Basically, it messes everything up.
Your employer isn’t going to give you a more advantageous pay package by cheating the government. He’s just going to save money and screw you.
The employee is always the victim of “travail au noir”, so if your employer pulls this, report it, and help yourself and anyone else who may work for that person or company in the future.
5) Not give you work to do (even if they keep paying you).
While some people would be thrilled at the idea of not having to actually work for their paycheck, it’s actually illegal in France for your employer to not give you work to do that’s consumate with your job description.
Even if the employee continues to be paid normally, the employer has to give him something to do.
6) Prevent you from coming to work and/or doing your job.
Whenever there’s a dispute between an employer and an employee, the employee is still legally obligated to go to work or risk being fired for abandoning his job.
In some cases, the employer will try to “force” you to abandon your job in order to fire you for doing so. In other words, they’ll forcibly prevent you from coming to the office and doing your job.
If your employer does this, the court considers that they’re firing you without giving you proper notice, and you can list that in your complaints against your employer.
7) Not respect doctor’s orders or provide medical visits.
Employer-employee relationships are almost feudal in France, and your employer is legally obligated to protect you from harm that may result from your job. This means that if you have a valid doctor’s note with written orders to avoid certain things, the company has to respect those orders or risk financial penalty.
Similarly, certain fields are required to provide periodic medical visits to ensure that you’re in good enough health to continue working in your field. (Think anything requiring physical labor, or chemicals). If your employer neglects to provide opportunities for the medical visit, they can be held liable.
8) Change your salary, job description, or work contract without your express consent.
In order to change your work contract, salary, or job duties, your employer must notify you in writing, and you must accept the changes. This includes switching your hours from a day job to a night job, or vice versa, increasing your pay, or decreasing your responsibilities.
If you DON’T accept the changes, then your employer must either keep your contract the same as it was, propose a contract you will accept, or give you notice – for an illegal firing.

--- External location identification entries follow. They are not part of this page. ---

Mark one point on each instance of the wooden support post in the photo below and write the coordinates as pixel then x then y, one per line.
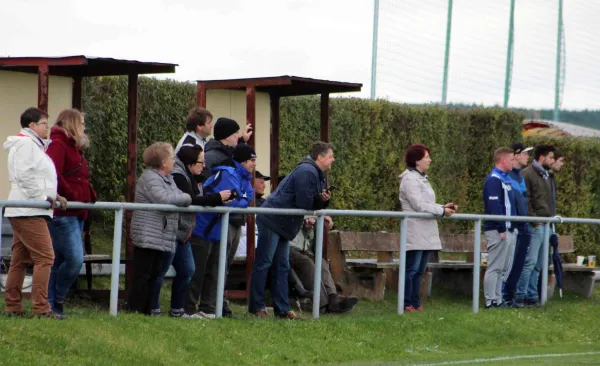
pixel 275 117
pixel 131 171
pixel 77 101
pixel 43 81
pixel 201 95
pixel 250 222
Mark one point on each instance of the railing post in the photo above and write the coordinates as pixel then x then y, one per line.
pixel 318 265
pixel 222 264
pixel 116 263
pixel 476 265
pixel 545 254
pixel 402 265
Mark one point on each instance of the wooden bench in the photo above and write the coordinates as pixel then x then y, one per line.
pixel 369 277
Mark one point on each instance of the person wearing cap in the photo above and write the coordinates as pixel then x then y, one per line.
pixel 498 200
pixel 199 126
pixel 259 191
pixel 259 187
pixel 521 228
pixel 304 188
pixel 236 179
pixel 540 203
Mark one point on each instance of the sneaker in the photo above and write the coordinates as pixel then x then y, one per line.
pixel 50 315
pixel 176 313
pixel 533 304
pixel 204 315
pixel 14 314
pixel 262 314
pixel 288 315
pixel 155 312
pixel 227 313
pixel 59 307
pixel 515 304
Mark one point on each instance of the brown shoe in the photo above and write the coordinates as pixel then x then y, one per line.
pixel 261 314
pixel 289 315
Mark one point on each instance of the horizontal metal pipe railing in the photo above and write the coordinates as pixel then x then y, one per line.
pixel 120 207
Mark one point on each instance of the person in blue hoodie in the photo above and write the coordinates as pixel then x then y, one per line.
pixel 521 228
pixel 498 199
pixel 206 235
pixel 304 188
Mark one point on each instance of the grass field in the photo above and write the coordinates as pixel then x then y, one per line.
pixel 445 333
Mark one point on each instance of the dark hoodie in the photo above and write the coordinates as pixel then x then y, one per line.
pixel 300 189
pixel 216 154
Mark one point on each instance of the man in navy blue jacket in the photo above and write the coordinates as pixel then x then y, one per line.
pixel 521 228
pixel 498 199
pixel 304 188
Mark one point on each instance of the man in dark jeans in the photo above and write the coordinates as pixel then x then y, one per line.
pixel 304 188
pixel 219 152
pixel 521 228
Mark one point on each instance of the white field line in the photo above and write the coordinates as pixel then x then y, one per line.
pixel 510 358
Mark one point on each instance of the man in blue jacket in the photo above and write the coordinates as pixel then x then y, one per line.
pixel 521 228
pixel 207 232
pixel 498 199
pixel 304 188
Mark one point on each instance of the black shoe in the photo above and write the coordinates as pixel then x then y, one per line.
pixel 59 307
pixel 227 313
pixel 14 314
pixel 533 304
pixel 50 316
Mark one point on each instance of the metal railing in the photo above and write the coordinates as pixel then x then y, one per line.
pixel 119 207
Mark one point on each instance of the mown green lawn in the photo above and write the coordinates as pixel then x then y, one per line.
pixel 372 334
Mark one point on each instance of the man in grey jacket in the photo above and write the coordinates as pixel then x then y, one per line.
pixel 302 262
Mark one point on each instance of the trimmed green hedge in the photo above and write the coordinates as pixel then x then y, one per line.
pixel 370 139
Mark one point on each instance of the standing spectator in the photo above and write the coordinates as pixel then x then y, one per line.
pixel 539 195
pixel 154 233
pixel 198 126
pixel 259 192
pixel 219 152
pixel 422 237
pixel 302 261
pixel 33 178
pixel 521 228
pixel 304 188
pixel 207 233
pixel 189 162
pixel 498 199
pixel 66 151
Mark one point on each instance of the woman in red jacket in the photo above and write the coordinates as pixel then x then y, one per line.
pixel 66 151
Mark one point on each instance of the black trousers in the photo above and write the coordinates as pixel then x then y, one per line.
pixel 147 267
pixel 203 286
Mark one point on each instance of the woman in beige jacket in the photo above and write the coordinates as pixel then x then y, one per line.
pixel 422 237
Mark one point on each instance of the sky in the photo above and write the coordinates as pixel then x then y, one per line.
pixel 330 39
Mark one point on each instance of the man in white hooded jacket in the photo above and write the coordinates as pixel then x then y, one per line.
pixel 32 176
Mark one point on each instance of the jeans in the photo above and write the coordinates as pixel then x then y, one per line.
pixel 203 285
pixel 520 255
pixel 416 264
pixel 147 268
pixel 527 288
pixel 183 262
pixel 68 256
pixel 272 251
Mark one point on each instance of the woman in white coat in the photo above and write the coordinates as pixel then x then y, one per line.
pixel 422 237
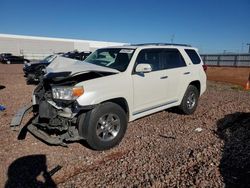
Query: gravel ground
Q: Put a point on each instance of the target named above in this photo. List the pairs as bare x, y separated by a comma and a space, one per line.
166, 149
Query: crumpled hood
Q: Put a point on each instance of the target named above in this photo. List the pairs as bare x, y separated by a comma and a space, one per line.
62, 64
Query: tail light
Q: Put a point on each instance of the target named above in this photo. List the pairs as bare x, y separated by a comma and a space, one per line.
204, 67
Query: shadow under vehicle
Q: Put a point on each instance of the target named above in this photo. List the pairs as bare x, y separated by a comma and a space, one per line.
234, 129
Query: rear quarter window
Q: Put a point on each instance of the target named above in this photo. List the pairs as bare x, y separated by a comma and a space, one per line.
193, 56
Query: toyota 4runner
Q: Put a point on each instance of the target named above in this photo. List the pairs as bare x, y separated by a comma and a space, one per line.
95, 99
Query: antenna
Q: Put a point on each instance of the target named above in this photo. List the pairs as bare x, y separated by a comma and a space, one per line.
248, 44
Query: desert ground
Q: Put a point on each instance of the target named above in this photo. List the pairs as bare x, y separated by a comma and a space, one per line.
207, 149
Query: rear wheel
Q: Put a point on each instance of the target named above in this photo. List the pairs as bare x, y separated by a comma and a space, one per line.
190, 100
105, 125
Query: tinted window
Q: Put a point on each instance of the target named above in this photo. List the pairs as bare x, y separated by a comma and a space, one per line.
115, 58
193, 56
173, 59
150, 56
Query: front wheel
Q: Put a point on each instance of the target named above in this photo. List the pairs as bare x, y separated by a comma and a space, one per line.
106, 126
190, 100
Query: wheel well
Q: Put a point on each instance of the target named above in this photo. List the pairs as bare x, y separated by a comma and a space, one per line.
197, 84
122, 103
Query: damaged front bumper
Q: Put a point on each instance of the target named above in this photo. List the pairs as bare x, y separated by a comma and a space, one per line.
53, 124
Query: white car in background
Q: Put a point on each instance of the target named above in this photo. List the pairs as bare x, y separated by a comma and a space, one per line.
95, 99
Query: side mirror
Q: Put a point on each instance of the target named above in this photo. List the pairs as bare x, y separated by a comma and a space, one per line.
143, 68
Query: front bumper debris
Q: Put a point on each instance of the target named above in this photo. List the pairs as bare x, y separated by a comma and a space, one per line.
48, 127
18, 117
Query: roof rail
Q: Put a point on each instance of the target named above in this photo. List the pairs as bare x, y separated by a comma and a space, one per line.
161, 44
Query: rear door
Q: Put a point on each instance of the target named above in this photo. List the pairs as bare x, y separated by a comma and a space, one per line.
177, 74
149, 88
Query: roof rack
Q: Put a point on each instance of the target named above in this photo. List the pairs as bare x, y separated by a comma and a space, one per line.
161, 44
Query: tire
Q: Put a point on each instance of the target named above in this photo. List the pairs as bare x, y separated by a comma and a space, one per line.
190, 100
105, 125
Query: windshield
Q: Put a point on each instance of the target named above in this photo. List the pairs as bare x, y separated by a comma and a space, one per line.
115, 58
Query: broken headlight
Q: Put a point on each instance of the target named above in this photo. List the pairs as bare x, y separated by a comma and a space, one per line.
67, 93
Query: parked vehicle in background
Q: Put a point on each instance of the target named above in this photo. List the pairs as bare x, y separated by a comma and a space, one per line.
96, 99
34, 70
77, 55
8, 58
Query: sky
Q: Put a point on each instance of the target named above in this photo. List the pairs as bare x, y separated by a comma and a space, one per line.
213, 26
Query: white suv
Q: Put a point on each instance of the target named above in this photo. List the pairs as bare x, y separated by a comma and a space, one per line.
95, 99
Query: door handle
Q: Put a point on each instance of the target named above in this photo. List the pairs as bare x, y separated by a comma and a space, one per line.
164, 77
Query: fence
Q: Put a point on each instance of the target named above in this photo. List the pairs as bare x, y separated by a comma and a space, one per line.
229, 60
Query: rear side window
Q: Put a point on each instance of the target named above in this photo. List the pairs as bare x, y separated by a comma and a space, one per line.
193, 56
150, 56
173, 59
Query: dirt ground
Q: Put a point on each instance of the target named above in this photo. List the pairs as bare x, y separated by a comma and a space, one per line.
233, 75
161, 150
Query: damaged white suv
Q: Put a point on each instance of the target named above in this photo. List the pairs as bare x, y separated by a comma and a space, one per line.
95, 99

9) Allow people to smoke in your workplace.
In 2008, France officially outlawed smoking indoors in public places, and of course, there were numerous protests.

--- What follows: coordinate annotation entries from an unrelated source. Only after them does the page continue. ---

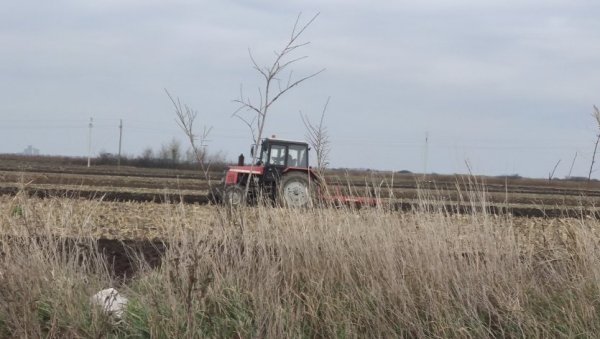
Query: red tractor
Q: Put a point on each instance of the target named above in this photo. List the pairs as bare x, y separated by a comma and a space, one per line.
281, 174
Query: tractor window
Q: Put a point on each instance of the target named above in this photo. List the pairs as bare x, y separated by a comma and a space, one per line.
277, 155
297, 156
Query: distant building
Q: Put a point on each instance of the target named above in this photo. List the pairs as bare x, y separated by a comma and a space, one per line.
30, 150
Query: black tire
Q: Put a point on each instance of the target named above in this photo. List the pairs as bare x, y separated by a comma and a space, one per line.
296, 190
233, 196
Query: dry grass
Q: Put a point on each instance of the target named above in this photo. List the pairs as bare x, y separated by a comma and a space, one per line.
270, 272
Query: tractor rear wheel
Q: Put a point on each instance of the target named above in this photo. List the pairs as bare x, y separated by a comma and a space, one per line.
295, 190
233, 195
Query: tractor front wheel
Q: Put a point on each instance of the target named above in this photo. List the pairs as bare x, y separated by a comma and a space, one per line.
295, 190
233, 196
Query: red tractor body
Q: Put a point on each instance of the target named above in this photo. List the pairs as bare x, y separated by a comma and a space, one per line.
281, 173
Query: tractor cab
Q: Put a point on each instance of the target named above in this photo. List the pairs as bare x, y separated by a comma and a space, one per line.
281, 172
283, 153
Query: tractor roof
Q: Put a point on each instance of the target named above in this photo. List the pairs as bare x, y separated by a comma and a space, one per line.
276, 140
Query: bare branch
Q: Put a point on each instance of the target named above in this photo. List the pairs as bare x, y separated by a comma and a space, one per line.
296, 83
185, 118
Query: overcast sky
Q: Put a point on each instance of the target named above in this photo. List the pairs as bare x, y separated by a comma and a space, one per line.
506, 85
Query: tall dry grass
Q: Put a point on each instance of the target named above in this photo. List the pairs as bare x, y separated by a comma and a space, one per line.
325, 272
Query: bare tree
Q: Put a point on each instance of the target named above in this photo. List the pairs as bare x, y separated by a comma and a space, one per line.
597, 117
318, 138
254, 112
185, 118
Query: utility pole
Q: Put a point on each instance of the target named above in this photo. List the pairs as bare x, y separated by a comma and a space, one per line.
120, 138
425, 153
90, 142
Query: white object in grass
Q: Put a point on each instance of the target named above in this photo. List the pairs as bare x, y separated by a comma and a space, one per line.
111, 301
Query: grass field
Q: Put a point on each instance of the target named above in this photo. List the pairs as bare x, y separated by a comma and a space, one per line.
199, 270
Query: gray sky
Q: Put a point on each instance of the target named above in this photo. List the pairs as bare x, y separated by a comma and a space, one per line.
507, 85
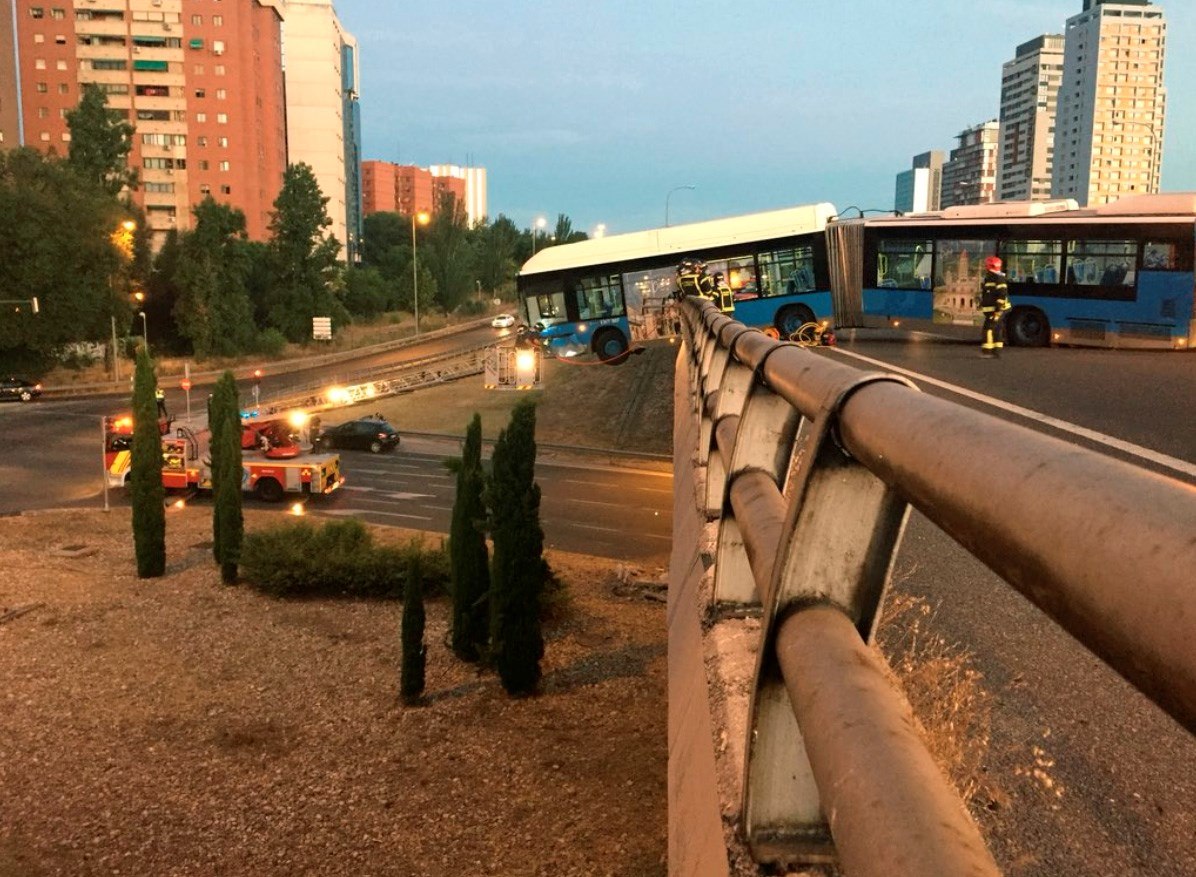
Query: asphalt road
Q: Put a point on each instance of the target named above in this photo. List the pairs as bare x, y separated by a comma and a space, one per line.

Regardless of whether people in your office smoke, it’s illegal for your employer to allow them to do so inside, and the courts have ruled that a smokey environment justifies ending a work contract.
10) Prevent you from continuing your education using DIF (Droit individuel à la Formation).
Each employee earns the right to a certain number of hours of continuing education each month. The employer pays into a fund that goes towards this education, and employees can use those hours however they see fit (normally, it should be something related to your job).
If your employer prevents you from using those hours for reasonable endeavors, he’s breaking the law.